Empresários conheceram as principais mudanças e receberam orientações sobre como preparar os negócios para o novo sistema de tributação
As mudanças trazidas pela Reforma Tributária e os impactos previstos para os negócios foram destaque na reunião do Conselho Empresarial Agreste da Federação das Indústrias do Estado de Pernambuco (FIEPE), realizada nesta terça-feira (11), em Caruaru. O encontro abordou as novas exigências e os principais pontos de atenção para as empresas diante da nova realidade tributária.

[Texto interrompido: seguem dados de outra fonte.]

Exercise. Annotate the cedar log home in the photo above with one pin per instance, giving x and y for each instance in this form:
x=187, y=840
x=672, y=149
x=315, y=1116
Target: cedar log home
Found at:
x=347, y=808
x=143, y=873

Para dialogar com os empresários, a FIEPE Agreste convidou o especialista em Contabilidade, Controladoria e Planejamento Tributário pela Universidade Federal de Pernambuco (UFPE), Francisco Amâncio, que atua na empresa Team Contabilidade. O diretor regional da FIEPE, João Bezerra, explicou que a escolha do tema se deu pelas dúvidas que gestores de todo o Brasil ainda apresentam em relação à Reforma Tributária e pelos reflexos dessas mudanças no setor empresarial.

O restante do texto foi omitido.